The pilot project is servicing 5 villages located in the provinces of Tnine Amellou, Qaidat Mesti, and Sidi Ifni, Southwest Morocco. The year-round resident population is about 400 individuals, including approximately 40 large households. In the summer when villages are fully occupied, the project services a total of 92 large households, in addition to the livestock in the region.

Based on previous studies by DSH evaluating the impact of water being delivered to rural households, women and girls feel empowered; and there is less degradation of the natural environment and fewer water-borne diseases, especially among children as mothers have testified through our ongoing evaluation of the project.

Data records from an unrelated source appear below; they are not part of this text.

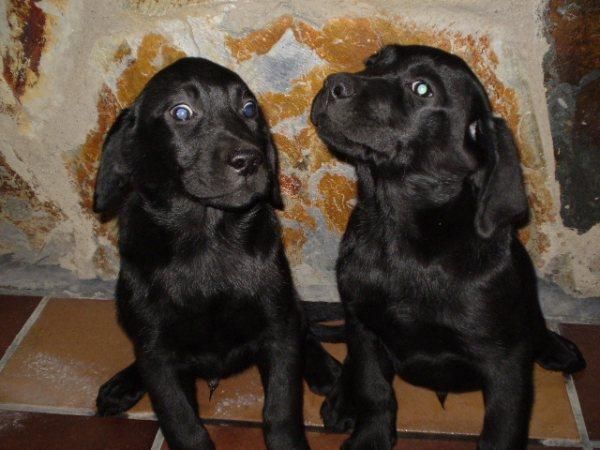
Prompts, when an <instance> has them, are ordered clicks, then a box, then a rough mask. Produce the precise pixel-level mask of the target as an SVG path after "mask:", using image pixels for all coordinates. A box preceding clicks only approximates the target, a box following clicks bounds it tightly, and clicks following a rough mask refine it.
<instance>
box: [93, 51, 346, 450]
mask: <svg viewBox="0 0 600 450" xmlns="http://www.w3.org/2000/svg"><path fill="white" fill-rule="evenodd" d="M278 183H279V182H278V160H277V153H276V149H275V147H274V145H273V142H272V140H271V136H270V132H269V130H268V127H267V124H266V122H265V119H264V117H263V114H262V112H261V110H260V108H259V106H258V104H257V102H256V99H255V97H254V95H253V94H252V92H251V91H250V89H249V88H248V87H247V86H246V84H245V83H244V82H243V81H242V80H241V79H240V78H239V76H237V75H236V74H235V73H233V72H232V71H230V70H228V69H226V68H224V67H221V66H219V65H217V64H214V63H212V62H210V61H207V60H205V59H201V58H184V59H181V60H179V61H177V62H176V63H174V64H173V65H171V66H169V67H167V68H165V69H163V70H162V71H160V72H159V73H158V74H156V75H155V76H154V77H153V78H152V79H151V80H150V81H149V82H148V84H147V85H146V87H145V88H144V90H143V91H142V93H141V94H140V95H139V97H138V98H137V100H136V101H135V102H134V104H133V105H131V107H129V108H127V109H125V110H124V111H123V112H121V114H120V115H119V117H118V118H117V120H116V122H115V123H114V125H113V126H112V128H111V130H110V132H109V133H108V135H107V137H106V140H105V143H104V148H103V153H102V159H101V163H100V169H99V172H98V178H97V181H96V192H95V196H94V208H95V211H96V212H100V213H107V212H110V211H116V210H118V219H119V251H120V255H121V268H120V272H119V278H118V283H117V288H116V297H117V305H118V316H119V320H120V323H121V325H122V327H123V328H124V329H125V331H126V333H127V334H128V336H129V337H130V338H131V340H132V341H133V345H134V349H135V357H136V359H135V362H134V363H133V364H132V365H131V366H129V367H127V368H126V369H124V370H123V371H121V372H119V373H118V374H117V375H115V376H114V377H113V378H112V379H111V380H109V381H108V382H107V383H106V384H104V385H103V386H102V387H101V389H100V392H99V394H98V398H97V407H98V413H99V414H100V415H114V414H119V413H122V412H124V411H126V410H127V409H129V408H130V407H132V406H133V405H134V404H135V403H136V402H137V401H138V400H139V399H140V398H141V396H142V395H143V394H144V393H145V392H148V393H149V394H150V398H151V400H152V405H153V408H154V411H155V412H156V415H157V416H158V420H159V423H160V426H161V428H162V430H163V432H164V435H165V438H166V440H167V442H168V443H169V446H170V448H172V449H173V450H175V449H212V448H214V445H213V443H212V442H211V440H210V437H209V436H208V433H207V431H206V429H205V428H204V427H203V426H202V423H201V421H200V419H199V418H198V404H197V401H196V392H195V381H196V378H197V377H201V378H204V379H206V380H207V381H209V385H210V386H211V389H214V387H216V383H218V380H219V379H220V378H223V377H228V376H230V375H232V374H235V373H237V372H240V371H242V370H244V369H246V368H247V367H249V366H250V365H253V364H256V365H257V366H258V369H259V371H260V375H261V378H262V382H263V385H264V390H265V406H264V411H263V415H264V429H265V441H266V444H267V447H268V448H269V449H282V450H283V449H285V450H289V449H307V448H308V445H307V441H306V438H305V436H304V431H303V420H302V377H303V375H304V377H305V378H306V379H307V382H308V383H309V385H310V386H311V388H312V389H313V390H315V391H316V392H318V393H326V392H327V391H328V389H329V388H330V387H331V386H332V385H333V381H334V377H335V376H336V374H339V371H340V368H339V366H338V363H337V362H336V361H335V360H334V359H333V358H331V357H330V356H329V355H328V354H327V353H326V352H325V351H324V350H323V348H322V347H321V345H320V343H319V342H318V341H317V340H316V338H315V336H314V335H313V334H311V333H310V332H309V330H308V328H307V323H306V320H305V318H304V315H303V311H302V310H301V308H300V305H299V302H298V296H297V294H296V291H295V289H294V285H293V282H292V277H291V274H290V268H289V265H288V261H287V259H286V256H285V254H284V248H283V245H282V240H281V232H280V225H279V222H278V220H277V217H276V215H275V212H274V208H281V207H282V199H281V196H280V190H279V184H278Z"/></svg>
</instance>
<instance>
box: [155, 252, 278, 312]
mask: <svg viewBox="0 0 600 450" xmlns="http://www.w3.org/2000/svg"><path fill="white" fill-rule="evenodd" d="M263 269H264V267H263V266H260V265H259V264H257V263H256V261H254V260H253V259H252V258H249V257H248V256H246V255H237V256H235V255H226V254H219V253H218V252H214V251H211V252H206V253H204V254H199V255H197V256H195V257H194V258H190V259H187V260H183V261H182V260H176V261H174V262H173V263H172V264H170V265H169V266H168V267H167V268H165V270H163V271H161V273H160V274H159V277H160V278H162V279H164V280H165V281H166V283H164V286H165V287H166V288H167V289H168V293H169V296H170V297H171V300H172V301H173V302H174V303H181V304H185V303H189V302H192V303H197V302H198V301H200V300H203V301H206V302H210V301H219V299H220V298H222V297H229V298H253V297H257V296H258V295H259V294H260V292H261V291H262V290H263V289H264V282H265V278H267V277H268V276H264V275H263V272H264V270H263ZM267 275H268V274H267Z"/></svg>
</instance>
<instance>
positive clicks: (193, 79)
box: [94, 58, 282, 212]
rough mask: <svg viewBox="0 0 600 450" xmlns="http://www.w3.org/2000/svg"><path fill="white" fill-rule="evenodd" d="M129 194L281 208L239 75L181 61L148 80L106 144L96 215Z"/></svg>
mask: <svg viewBox="0 0 600 450" xmlns="http://www.w3.org/2000/svg"><path fill="white" fill-rule="evenodd" d="M131 190H136V191H138V192H140V193H141V194H142V195H143V196H145V197H148V198H149V199H150V200H152V201H160V199H161V198H167V197H172V196H173V195H184V196H187V197H189V198H192V199H194V200H196V201H198V202H199V203H201V204H204V205H208V206H213V207H216V208H222V209H243V208H247V207H249V206H250V205H252V204H254V203H255V202H256V201H259V200H261V199H268V200H269V201H270V202H271V203H272V204H273V205H274V206H275V207H277V208H281V207H282V200H281V194H280V191H279V184H278V161H277V152H276V149H275V147H274V145H273V142H272V139H271V136H270V133H269V129H268V127H267V124H266V121H265V119H264V117H263V115H262V112H261V110H260V108H259V106H258V103H257V101H256V98H255V96H254V94H253V93H252V92H251V91H250V89H249V88H248V86H246V84H245V83H244V82H243V81H242V80H241V79H240V77H239V76H237V75H236V74H235V73H233V72H232V71H230V70H228V69H226V68H224V67H221V66H219V65H217V64H215V63H212V62H210V61H207V60H205V59H201V58H183V59H181V60H179V61H177V62H175V63H174V64H172V65H170V66H168V67H167V68H165V69H163V70H162V71H160V72H159V73H157V74H156V75H155V76H154V77H153V78H152V79H151V80H150V81H149V82H148V84H147V85H146V87H145V88H144V90H143V91H142V93H141V94H140V95H139V97H138V98H137V99H136V101H135V102H134V103H133V105H131V106H130V107H129V108H127V109H125V110H123V111H122V112H121V114H120V115H119V117H118V118H117V120H116V121H115V123H114V125H113V126H112V128H111V130H110V131H109V133H108V135H107V137H106V139H105V142H104V147H103V152H102V159H101V163H100V169H99V171H98V177H97V180H96V191H95V194H94V210H95V211H96V212H110V211H112V210H115V209H117V208H118V207H119V206H120V204H121V203H122V202H123V201H124V199H125V197H126V196H127V194H128V193H129V192H130V191H131Z"/></svg>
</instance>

WOMEN-LED FOG HARVESTING FOR A RESILIENT, SUSTAINABLE ECOSYSTEM

Spillover effect

Ten years of applied research and feasibility studies conducted by Dar Si Hmad confirms that harvesting potable water from fog can be successfully expanded to multiple surrounding hillsides, providing clean water to an extended network of rural Berber villages that suffer from water stress due to persistent climate change-induced droughts.

DSH is currently helping build two new projects in other regions of Southwestern Morocco at the request of local organizations. It plans on creating a Fog-Water Network as it teaches and transfers knowledge and as new local associations call upon it to help build new initiatives.

In March 2016, in Partnership with Wasserstiftung, funding has been awarded by the German Ministry of Economic Cooperation and Development to replace the current infrastructure with nets that will enhance fog-collection capacity twofold over the same surface area of netting at the current project site. Over the next two years, DSH will expand the fog-collection project to 8 new villages, providing access to potable water to 500+ new beneficiaries.